From: spir (email@example.com)
Date: Tue Feb 02 2010 - 12:49:50 CST
From the doc:
"Starter: Any code point (assigned or not) with combining class of zero (ccc=0).
The term Starter refers, in concept, to the starting character of a combining character sequence (D56), because all combining character sequences except defective combining character sequences (D57) commence with a ccc=0 character—in other words, they start with a Starter.
Reorderable Pair: Two adjacent characters A and B in a coded character sequence <A,B> are a Reorderable Pair if and only if ccc(A) > ccc(B) > 0."
This means, I guess, that a combining character sequence's first character is guaranteed to be a starter, ie to have ccc=0. I cannot find whether the converse statement is true: is a following character guaranteed to be a non-starter? This would mean: "all combining character sequences except defective combining character sequences (D57) continue with ccc!=0"
For sure, some combinations are made of characters that can also be stand-alone, eg combined ideograms. But unicode may have implemented those characters with non-spacing variants like for diacritics.
The reason I ask is an obvious way (for me) to perform normalization (in my case NFD: decomposition + ordering) is to operate on already "stacked" combining sequences which I will make anyway (according to the algorithm for so-called grapheme clusters). Then, both normalization stages proceed inside such "code stacks". If the answer to the above question is yes, then it is not necessary to check whether a following code's ccc is > 0.

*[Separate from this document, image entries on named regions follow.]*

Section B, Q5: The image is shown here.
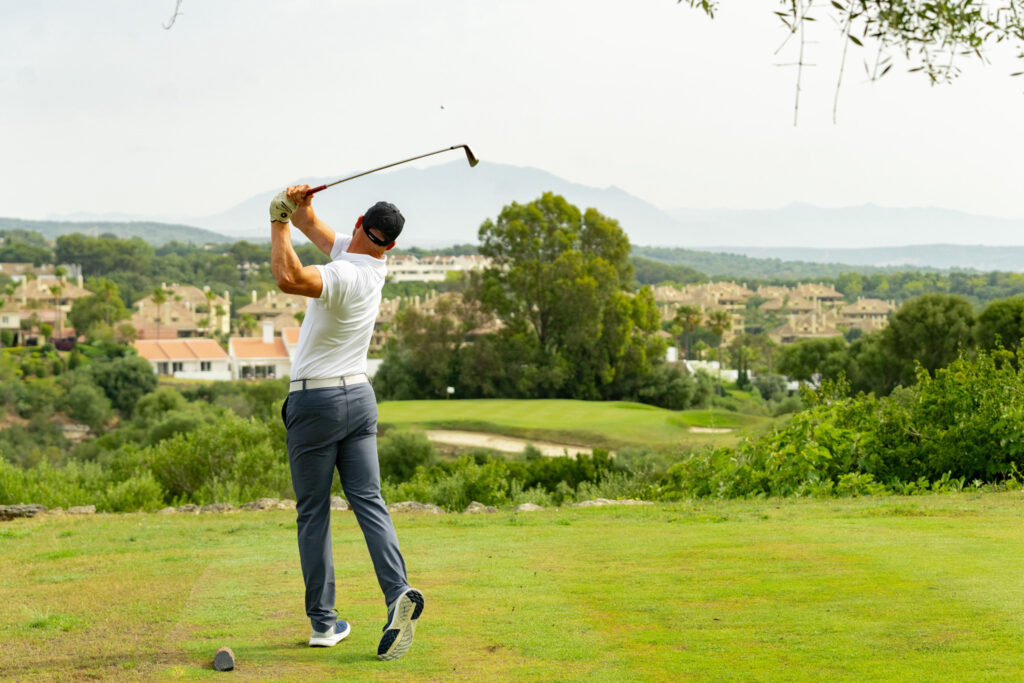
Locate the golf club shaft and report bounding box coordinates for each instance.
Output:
[306,144,477,197]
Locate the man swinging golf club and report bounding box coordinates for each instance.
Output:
[270,185,423,659]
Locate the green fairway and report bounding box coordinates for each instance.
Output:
[0,494,1024,681]
[380,398,772,449]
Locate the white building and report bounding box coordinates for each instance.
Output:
[227,321,297,380]
[132,339,231,380]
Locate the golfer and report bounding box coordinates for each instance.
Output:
[270,185,423,659]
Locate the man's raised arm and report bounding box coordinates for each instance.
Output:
[270,188,324,299]
[286,185,335,256]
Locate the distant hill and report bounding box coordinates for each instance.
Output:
[189,161,688,248]
[708,245,1024,272]
[667,204,1024,250]
[0,218,234,245]
[633,247,935,280]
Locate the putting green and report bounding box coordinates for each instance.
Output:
[380,399,773,449]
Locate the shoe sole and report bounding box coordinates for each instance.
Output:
[309,624,352,647]
[377,589,423,660]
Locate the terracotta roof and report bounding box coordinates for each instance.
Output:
[135,285,230,308]
[132,339,227,360]
[13,278,92,300]
[227,337,289,359]
[843,299,895,315]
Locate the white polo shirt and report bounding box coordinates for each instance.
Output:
[291,234,387,380]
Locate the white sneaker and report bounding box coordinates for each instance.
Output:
[377,588,423,659]
[309,621,352,647]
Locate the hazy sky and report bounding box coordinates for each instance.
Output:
[0,0,1024,218]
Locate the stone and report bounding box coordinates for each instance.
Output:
[235,498,281,510]
[0,503,49,521]
[213,647,234,671]
[463,501,498,515]
[572,498,654,508]
[387,501,444,515]
[199,503,234,512]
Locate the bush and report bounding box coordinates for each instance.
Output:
[377,430,437,482]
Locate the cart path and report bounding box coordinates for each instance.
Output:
[426,429,593,458]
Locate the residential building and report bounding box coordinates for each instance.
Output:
[227,321,298,380]
[387,254,490,283]
[132,339,231,380]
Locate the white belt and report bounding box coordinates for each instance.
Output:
[288,373,370,393]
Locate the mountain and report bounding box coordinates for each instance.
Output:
[189,161,688,248]
[667,204,1024,253]
[0,218,233,246]
[688,245,1024,271]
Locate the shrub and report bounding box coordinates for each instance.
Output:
[377,430,437,482]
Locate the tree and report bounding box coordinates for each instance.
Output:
[708,310,732,395]
[49,281,63,337]
[882,294,974,385]
[677,0,1024,115]
[153,287,167,339]
[89,355,157,417]
[672,305,703,359]
[974,296,1024,350]
[471,193,665,399]
[68,278,131,337]
[239,313,256,337]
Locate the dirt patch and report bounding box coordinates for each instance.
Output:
[426,429,593,458]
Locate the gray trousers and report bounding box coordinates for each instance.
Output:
[281,384,409,632]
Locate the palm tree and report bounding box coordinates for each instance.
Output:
[50,284,63,337]
[673,305,703,359]
[153,287,167,339]
[708,310,732,395]
[239,313,256,337]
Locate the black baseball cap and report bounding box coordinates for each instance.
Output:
[362,202,406,247]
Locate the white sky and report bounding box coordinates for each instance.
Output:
[0,0,1024,218]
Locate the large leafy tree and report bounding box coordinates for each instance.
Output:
[68,278,131,336]
[882,294,975,385]
[479,193,665,398]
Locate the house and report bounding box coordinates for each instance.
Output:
[239,290,309,329]
[8,276,92,332]
[840,297,896,332]
[387,254,490,283]
[227,321,298,380]
[131,298,200,339]
[132,339,231,380]
[132,283,231,339]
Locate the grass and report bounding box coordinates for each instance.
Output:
[380,398,773,449]
[0,494,1024,682]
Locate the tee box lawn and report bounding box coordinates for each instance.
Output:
[0,494,1024,682]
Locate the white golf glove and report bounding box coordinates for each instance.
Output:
[270,190,299,223]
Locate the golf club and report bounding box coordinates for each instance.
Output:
[306,144,480,198]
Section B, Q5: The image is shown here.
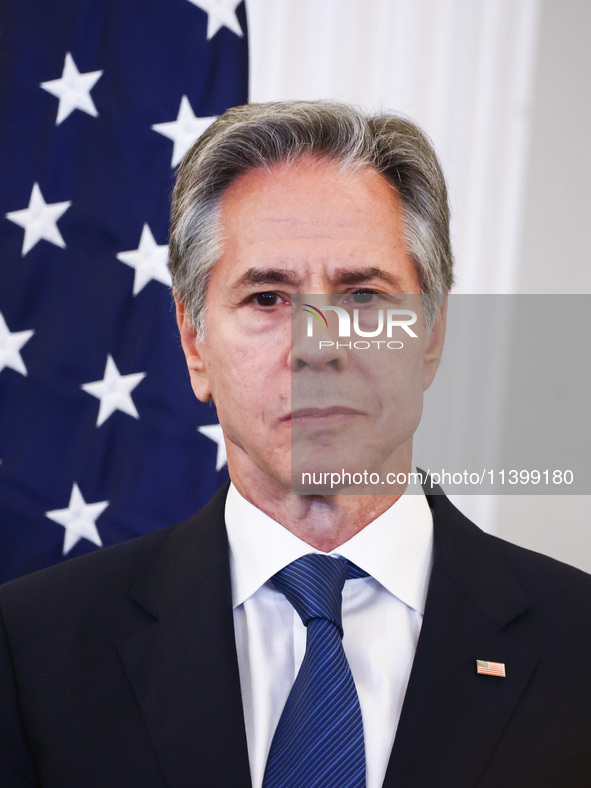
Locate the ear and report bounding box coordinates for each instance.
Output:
[174,293,211,402]
[423,293,447,391]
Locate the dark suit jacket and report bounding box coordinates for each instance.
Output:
[0,480,591,788]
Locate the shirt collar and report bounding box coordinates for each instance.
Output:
[225,484,433,614]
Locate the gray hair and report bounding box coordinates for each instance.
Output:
[169,101,453,334]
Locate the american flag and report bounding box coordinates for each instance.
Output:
[0,0,248,581]
[476,659,507,679]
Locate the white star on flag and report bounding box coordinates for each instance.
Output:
[0,312,35,376]
[189,0,243,41]
[117,224,172,295]
[45,483,109,555]
[82,355,146,427]
[6,183,72,257]
[152,96,216,167]
[197,424,228,471]
[41,52,103,126]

Also, these definitions seem to imply that a combining sequence cannot be originally defined with the base following a combining mark, eg that a source text holding <U+0307 combining dot above, U+0064 latin small letter d> is simply illegal. Is this true? If yes, a sequence of 2 codes can only be properly ordered and we can safely start reordering from the *third* code.
Else, what does "all combining character sequences except defective combining character sequences (D57) commence with a ccc=0" mean in practice? More precisely, how are we supposed to interpret "defective"? The following
"D57 Defective combining character sequence: A combining character sequence that does
not start with a base character.
• Defective combining character sequences occur when a sequence of combining
characters appears at the start of a string or follows a control or format charac-
ter. Such sequences are defective from the point of view of handling of combin-
ing marks, but are not ill-formed. (See D84.)"
is not clear enough for me.
In the following table,
Sequence Combining Reorderable? Reason
<a, acute> 0, 230 No ccc(A)=0
<acute, a> 230, 0 No ccc(B)=0
<diaeresis, acute> 230, 230 No ccc(A)=ccc(B)
<cedilla, acute> 202, 230 No ccc(A)<ccc(B)
<acute, cedilla> 230, 202 Yes ccc(A)>ccc(B)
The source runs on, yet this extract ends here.